During the WW&F Railway Museum’s annual Spring Work Session, volunteers assembled a pair of arch-bar trucks, completed interior painting, and lettered the car, which was built from scratch in the museum’s shops over the winter months.
The original car was rebuilt in the WW&F’s shops from a 1905 Portland Co. car in the first decade of the 20th century to transport cans of cream picked up along the railway’s line for delivery to the Turner Centre Dairy operation in Wiscasset. It was insulated with sawdust and fitted with both an ice bin and a stove to maintain an even temperature year-round.

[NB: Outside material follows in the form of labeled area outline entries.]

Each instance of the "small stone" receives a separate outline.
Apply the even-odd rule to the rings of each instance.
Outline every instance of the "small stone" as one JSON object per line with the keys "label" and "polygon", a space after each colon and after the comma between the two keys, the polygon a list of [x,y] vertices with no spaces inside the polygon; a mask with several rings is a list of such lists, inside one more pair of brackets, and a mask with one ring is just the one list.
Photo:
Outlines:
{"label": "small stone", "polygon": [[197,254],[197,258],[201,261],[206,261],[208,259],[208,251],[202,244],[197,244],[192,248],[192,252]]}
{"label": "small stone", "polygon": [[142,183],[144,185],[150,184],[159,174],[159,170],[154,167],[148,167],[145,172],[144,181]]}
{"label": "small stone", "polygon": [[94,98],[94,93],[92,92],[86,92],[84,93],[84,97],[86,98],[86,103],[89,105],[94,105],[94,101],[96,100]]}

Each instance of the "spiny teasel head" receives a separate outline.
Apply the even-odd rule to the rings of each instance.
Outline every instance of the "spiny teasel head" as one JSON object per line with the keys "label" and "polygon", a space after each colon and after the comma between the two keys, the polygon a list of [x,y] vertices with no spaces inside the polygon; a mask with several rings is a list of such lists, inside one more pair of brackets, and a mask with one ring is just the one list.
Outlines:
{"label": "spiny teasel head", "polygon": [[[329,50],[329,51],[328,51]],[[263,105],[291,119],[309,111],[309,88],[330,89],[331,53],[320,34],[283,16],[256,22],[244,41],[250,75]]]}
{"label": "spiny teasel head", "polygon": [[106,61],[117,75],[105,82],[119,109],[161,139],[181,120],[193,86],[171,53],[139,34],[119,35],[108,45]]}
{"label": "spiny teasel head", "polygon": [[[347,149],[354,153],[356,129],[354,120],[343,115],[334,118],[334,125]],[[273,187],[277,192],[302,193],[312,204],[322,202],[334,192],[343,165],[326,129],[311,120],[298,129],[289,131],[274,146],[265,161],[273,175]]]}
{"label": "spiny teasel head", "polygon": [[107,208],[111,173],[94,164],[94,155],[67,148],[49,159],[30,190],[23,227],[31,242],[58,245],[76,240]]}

The windows were added later so an attendant could ride inside the car to collect and drop off cream cans at stations along the line.
The replica car, while fully operational, will be placed at the public wharf in Wiscassett (site of the Turner Centre Dairy) with display materials about the Turner Centre Dairying Association and the WW&F Railway and its museum.
During the work session, in addition to work on the cream car, volunteers also performed a variety of track maintenance projects, prepared footers for a new restroom building, continued restoration of locomotive No. 9 (Portland 1891) and reroofed the Sheepscot station. More than 75 volunteers participated.